The following subsections identify components and subsystems that should be discussed, and the corresponding information that should be provided. As appropriate to the specific reactor type and design, certain subsections are not applicable and additional subsections are necessary to address other components and subsystems (e.g., core makeup tanks, automatic depressurization system valves, passive residual heat removal heat exchanger, isolation condenser system, gravity-driven cooling system, passive containment cooling system).
C.I.5.4.1 Reactor Coolant Pumps Provide the reactor coolant pump design bases, description, evaluations, and tests and inspections. Discuss the provisions taken to preclude rotor over speeding of the reactor coolant pumps in the event of a design-basis loss-of-coolant accident (LOCA).
C.I.5.4.1.1 Pump Flywheel Integrity (PWRs only)
Provide explicit information to demonstrate how the reactor coolant pump (RCP) flywheel design complies with the design criteria of GDC 1, Quality Standards and Records, and GDC 4, Environmental and Dynamic Effects Design Bases, as specified in Appendix A to 10 CFR Part 50.

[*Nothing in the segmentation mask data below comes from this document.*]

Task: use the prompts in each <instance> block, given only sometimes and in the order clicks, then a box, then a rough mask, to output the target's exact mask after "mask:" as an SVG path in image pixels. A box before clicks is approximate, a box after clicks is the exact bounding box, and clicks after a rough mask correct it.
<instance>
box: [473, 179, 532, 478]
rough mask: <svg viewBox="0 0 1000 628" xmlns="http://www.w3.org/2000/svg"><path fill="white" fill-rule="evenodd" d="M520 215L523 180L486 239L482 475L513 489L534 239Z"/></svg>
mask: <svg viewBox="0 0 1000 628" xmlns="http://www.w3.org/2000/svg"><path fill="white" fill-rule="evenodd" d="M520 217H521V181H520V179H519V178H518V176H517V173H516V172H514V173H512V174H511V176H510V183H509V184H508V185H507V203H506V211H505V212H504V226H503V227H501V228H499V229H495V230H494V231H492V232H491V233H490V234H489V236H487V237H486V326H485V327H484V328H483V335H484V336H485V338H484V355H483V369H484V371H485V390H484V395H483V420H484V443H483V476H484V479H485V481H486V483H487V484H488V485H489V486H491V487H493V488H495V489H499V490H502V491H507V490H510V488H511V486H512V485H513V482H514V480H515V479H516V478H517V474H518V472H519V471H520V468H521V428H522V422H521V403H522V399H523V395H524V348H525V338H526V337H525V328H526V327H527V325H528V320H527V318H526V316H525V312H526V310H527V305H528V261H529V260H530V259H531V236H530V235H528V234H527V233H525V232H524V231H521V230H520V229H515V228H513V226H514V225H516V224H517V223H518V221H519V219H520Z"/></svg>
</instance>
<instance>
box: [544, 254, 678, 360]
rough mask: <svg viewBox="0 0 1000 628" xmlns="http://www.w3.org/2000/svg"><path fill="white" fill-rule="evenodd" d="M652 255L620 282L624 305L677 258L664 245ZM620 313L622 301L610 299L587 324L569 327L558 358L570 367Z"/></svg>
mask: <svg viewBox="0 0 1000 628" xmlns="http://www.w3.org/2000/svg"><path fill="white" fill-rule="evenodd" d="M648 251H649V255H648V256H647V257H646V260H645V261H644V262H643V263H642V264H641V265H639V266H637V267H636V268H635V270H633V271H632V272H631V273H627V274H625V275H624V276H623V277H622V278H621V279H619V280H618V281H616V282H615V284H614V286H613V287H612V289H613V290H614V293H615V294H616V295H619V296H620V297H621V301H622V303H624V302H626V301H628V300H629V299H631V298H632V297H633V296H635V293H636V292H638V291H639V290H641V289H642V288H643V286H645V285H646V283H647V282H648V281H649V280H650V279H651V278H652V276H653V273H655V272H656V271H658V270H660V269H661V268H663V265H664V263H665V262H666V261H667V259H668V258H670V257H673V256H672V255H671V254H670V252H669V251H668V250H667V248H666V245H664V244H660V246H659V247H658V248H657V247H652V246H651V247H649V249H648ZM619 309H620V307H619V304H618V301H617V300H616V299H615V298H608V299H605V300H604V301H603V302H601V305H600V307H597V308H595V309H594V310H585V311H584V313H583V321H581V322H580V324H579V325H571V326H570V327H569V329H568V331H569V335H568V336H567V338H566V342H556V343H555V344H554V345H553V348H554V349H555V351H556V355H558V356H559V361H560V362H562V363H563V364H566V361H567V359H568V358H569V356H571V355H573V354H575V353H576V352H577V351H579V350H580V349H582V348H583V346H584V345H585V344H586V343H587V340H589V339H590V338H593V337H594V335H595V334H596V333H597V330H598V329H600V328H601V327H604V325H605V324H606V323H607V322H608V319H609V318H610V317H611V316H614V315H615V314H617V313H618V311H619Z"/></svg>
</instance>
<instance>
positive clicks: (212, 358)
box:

Discuss the extent to which the recommendations of Regulatory Guide 1.14, Reactor Coolant Pump Flywheel Integrity, are followed with respect to the design, testing, analysis, Pre-service inspection, and inservice inspection of the RCP flywheels. Identify any particular exceptions or alternatives to the regulatory positions and criteria in Regulatory Guide 1.14 and, if applicable, discuss and justify how a particular exception or alternative will provide an acceptable level of quality and safety and will ensure continued compliance with GDC 4.
C.I.5.4.2 Steam Generators (PWRs only)
DG-1145, Page C.I.5-15 Provide estimates of design limits for radioactivity levels in the secondary side of the steam generators during normal operation, and discuss the bases for those estimates. Discuss the potential effects of tube ruptures.
Provide the steam generator design criteria to prevent unacceptable tube damage from flow-induced vibration and cavitation. Reference the information provided in Section C.I.3.9.3.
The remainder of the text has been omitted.